Explainable hierarchical fine-grained ICD code assignment using large language models: a dissertation in Engineering and Applied Science

Joshua Carberry
Doctor of Philosophy (PHD), University of Massachusetts Dartmouth
2024
DOI:
https://doi.org/10.62791/1994

Abstract

In healthcare, structured and standardized records are essential to ensure that crucial medical information is well-documented and accessible. Doctor’s notes, an example of unstructured records, encode important information about patient diagnoses and treatments but are presented in unstructured natural language. An important step in the healthcare process is the use of standards such as the International Classification of Diseases (ICD) to annotate doctor’s notes with precise medical codes, providing a common language for accurate communication between healthcare organizations and other sectors such as insurance.

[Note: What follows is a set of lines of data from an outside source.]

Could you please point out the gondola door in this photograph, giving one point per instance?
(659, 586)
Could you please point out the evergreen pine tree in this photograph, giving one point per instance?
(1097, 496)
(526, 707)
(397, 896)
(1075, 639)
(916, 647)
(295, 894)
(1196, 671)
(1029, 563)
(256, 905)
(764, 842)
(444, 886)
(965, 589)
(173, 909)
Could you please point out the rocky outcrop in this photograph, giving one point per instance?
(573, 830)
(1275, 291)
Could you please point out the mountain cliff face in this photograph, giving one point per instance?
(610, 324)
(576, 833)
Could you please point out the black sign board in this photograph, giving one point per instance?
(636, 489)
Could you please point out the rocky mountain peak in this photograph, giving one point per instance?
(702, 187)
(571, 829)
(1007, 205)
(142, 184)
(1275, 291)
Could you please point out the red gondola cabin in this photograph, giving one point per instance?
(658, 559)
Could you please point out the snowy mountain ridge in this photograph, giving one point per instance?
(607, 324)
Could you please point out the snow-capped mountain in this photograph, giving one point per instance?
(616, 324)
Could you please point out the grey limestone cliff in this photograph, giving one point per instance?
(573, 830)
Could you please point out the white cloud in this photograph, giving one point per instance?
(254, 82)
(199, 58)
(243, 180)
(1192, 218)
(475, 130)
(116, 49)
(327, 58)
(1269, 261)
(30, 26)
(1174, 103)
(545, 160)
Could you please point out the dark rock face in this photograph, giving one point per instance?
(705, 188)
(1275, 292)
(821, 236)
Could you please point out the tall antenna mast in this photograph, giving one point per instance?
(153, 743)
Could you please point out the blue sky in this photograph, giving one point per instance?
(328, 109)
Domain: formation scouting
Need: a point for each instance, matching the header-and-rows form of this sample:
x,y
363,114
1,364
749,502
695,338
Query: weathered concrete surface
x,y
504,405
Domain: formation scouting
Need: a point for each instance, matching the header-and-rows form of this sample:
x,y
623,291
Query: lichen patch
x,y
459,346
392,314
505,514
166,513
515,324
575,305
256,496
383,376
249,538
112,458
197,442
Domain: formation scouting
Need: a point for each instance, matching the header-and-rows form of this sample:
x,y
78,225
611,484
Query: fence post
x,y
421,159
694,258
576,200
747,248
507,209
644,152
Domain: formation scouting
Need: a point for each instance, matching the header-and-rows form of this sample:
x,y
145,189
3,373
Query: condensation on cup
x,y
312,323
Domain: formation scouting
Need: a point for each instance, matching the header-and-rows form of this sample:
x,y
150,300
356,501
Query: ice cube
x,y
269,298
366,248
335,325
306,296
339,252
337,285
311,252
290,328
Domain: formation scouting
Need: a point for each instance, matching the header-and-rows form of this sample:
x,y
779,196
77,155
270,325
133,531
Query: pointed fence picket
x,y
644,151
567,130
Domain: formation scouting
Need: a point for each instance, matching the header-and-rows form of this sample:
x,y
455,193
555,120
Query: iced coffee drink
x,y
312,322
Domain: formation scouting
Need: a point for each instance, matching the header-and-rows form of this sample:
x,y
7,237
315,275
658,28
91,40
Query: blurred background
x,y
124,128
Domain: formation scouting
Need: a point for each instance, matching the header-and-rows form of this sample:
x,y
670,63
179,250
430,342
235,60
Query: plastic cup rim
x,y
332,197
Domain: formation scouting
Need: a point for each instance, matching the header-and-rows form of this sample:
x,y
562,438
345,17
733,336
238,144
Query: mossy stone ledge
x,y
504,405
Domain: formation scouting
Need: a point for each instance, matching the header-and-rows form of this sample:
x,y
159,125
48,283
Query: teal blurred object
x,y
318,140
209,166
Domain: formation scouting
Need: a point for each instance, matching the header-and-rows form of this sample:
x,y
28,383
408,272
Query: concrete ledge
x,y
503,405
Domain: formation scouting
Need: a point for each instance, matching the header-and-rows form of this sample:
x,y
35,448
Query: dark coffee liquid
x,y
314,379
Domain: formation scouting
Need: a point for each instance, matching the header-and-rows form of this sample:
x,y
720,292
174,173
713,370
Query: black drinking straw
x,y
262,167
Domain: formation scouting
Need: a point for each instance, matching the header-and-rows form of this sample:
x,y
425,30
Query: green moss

Due to the complexity of healthcare, which involves countless unique and often indistinguishable diagnoses, assigning ICD codes is an enormous amount of work that requires skilled experts. In this thesis, we introduce several novel ICD auto-coding techniques that leverage knowledge representations and large language models (LLMs) to achieve high performance and explainable results. The presented auto-coding system is based on a fine-grained approach that reduces the complexity of classification and improves human comprehensibility by locating and labeling one diagnosis at a time rather than processing all notes at once. For each selected diagnosis, ICD code predictions are based not only on the diagnosis itself but also consider semantically related text elsewhere in the notes. This additional evidence simplifies classification and provides a basis for understanding the results of automated coding. We explored related sentence extraction using two approaches: an ontology-based approach (a formal knowledge representation) and an approach using the LLM GPT-4. After extracting semantically related text, LLM-based classifiers are able to predict the correct ICD codes. To improve scalability, we introduce a hierarchical classifier forming a tree of fine-tuned LLMs to handle the large label space and complex classification inherent in the ICD coding task. This hierarchical approach decomposes the ICD coding task into smaller, more manageable subclassification tasks, thereby improving tractability and addressing the challenges posed by the high number of unique labels associated with ICD coding.